Reduce your stock market angst


Regardless of the facts, watching the value of your investments decline steadily over weeks and months is hard. It can be emotionally tiring and can add some degree of stress to your life, and no one needs more of that.


If you are invested for the long-term (and the stock market is only for long-term investing), then these market gyrations are not a real worry. It will pass, your portfolio will recover, and you’ll have stressed out for nothing. As Mark Twain said, “I’ve had a lot of worries in my life, most of which never happened.”


In the meantime, what can you do to reduce your concerns about your investments and achieve stock market zen? Here are three things I recommend.


1. Detach


Detachment is the process of letting go, especially letting go of expectations for a certain outcome. Detachment acknowledges that many things are outside of your control and you aren’t going to make an emotional bet on what will happen. Once you detach from wanting the stock market to rise, you can stop worrying about it. You should become indifferent about whether it rises or falls on any given day. Trust that the global financial system will not collapse, that stock markets are not going away, and that companies with real businesses will always exist. Don’t look at your investment account too often, stop following the market, and get on with your day.


2. Don’t speculate


Believe me when I say that nobody, and I mean nobody, can be consistently right about the direction of the stock market. Don’t bother reading the articles with headlines like “Stock market analyst says more downside to come” or “Investing expert expects markets to be higher by year-end.” All it will do is fuel whatever fear or exultation you are feeling about the market, and can cause you to fret over what course of action you should take.

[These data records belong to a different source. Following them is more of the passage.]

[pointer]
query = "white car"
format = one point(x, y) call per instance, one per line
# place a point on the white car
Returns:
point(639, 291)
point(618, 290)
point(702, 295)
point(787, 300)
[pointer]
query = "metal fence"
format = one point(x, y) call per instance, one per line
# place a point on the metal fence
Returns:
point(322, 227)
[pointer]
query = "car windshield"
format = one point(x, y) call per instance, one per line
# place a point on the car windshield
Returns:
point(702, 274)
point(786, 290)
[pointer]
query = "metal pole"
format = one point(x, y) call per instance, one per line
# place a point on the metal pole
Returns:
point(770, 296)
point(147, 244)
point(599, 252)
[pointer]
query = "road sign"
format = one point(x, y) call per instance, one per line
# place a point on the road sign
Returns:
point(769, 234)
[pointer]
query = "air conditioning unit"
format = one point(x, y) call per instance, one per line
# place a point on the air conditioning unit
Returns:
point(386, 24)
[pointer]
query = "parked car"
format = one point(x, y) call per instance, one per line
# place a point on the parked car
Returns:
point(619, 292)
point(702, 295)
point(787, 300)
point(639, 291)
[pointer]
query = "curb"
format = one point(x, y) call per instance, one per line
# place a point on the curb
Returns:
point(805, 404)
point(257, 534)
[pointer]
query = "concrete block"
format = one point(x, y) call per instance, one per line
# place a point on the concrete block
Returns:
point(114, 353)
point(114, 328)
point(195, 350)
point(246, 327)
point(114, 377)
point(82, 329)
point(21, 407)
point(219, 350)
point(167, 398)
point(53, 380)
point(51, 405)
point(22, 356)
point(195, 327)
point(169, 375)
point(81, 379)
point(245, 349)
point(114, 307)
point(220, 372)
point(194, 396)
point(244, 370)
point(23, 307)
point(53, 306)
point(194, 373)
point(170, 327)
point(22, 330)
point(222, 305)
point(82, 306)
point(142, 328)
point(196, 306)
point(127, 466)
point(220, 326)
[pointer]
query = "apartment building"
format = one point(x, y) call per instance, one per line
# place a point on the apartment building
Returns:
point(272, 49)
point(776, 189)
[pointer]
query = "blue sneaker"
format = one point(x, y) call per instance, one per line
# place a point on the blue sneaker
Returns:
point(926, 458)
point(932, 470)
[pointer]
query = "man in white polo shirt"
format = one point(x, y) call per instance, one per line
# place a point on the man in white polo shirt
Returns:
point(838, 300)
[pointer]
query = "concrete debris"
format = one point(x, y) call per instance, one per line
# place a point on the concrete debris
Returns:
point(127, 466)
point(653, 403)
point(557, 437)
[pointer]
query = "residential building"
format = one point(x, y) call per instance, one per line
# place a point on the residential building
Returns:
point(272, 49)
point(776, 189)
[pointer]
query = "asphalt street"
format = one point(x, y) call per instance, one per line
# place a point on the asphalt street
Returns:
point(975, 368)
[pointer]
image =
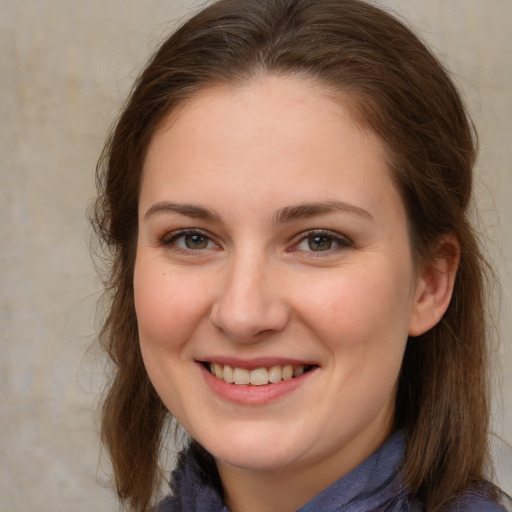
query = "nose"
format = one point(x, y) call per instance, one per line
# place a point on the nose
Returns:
point(250, 303)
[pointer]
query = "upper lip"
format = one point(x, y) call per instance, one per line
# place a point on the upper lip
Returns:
point(254, 363)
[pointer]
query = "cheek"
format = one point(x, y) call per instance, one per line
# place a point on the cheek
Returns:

Trying to play games by timing when to buy and sell something is futile – you will not pick the peak or the trough and you’ll likely end up selling at the wrong time and missing out on market rebounds. Markets are unpredictable. Anything can happen. Save yourself the hassle and disappointment and just buy when you have the money and sell when you need it.


3. Zoom out


Look at the big picture. You likely have long-term financial goals and won’t need to withdraw all of your investments tomorrow, or even next year. As you will see from long-term stock market charts - the U.S. market chart is below - the market always recovers and in time, you’ll get back to where you were before the downturn. So far, a recovery has always materialized, although sometimes it takes a few years so you need patience and time on your side. (This is why investing isn’t for short-term goals.) Remember too that if you’ve been in the market for a while, you’ve probably made some money – see a pullback as simply a giving back of some of your gains, instead of viewing it as a loss. And anyway, why worry about a paper loss? You only lose if you sell.

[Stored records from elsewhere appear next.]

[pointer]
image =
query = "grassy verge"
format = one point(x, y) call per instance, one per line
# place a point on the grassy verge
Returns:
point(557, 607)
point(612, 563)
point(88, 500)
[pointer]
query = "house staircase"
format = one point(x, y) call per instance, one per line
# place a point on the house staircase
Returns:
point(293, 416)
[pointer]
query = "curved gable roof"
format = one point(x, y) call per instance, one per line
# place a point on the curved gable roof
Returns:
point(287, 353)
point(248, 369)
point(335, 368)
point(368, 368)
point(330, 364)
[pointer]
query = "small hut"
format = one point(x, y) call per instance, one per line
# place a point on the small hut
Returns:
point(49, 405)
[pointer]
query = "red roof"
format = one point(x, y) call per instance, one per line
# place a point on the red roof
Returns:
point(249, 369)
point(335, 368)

If after applying these three tips you still feel nervous, upset or worried, maybe you need to revisit your risk tolerance. Before investing, you may have filled out a risk tolerance questionnaire. One of those questions was probably something like “How would you feel if your investments declined by 20%?” From a distance and on paper you might have felt totally fine about that, but now that it’s actually happening, you feel differently. That’s ok – adjust your asset allocation, perhaps adding more bonds or even buying a GIC (now that rates are somewhat decent). You may be sacrificing long-term performance, but feeling good is important too.


Coming to terms with market volatility is an important part of investing, especially if you are a do-it-yourself investor. Detaching emotionally, not speculating and looking at the bigger picture will help you find some peace when your investments are falling in value, and allow you to focus on more important and fruitful things.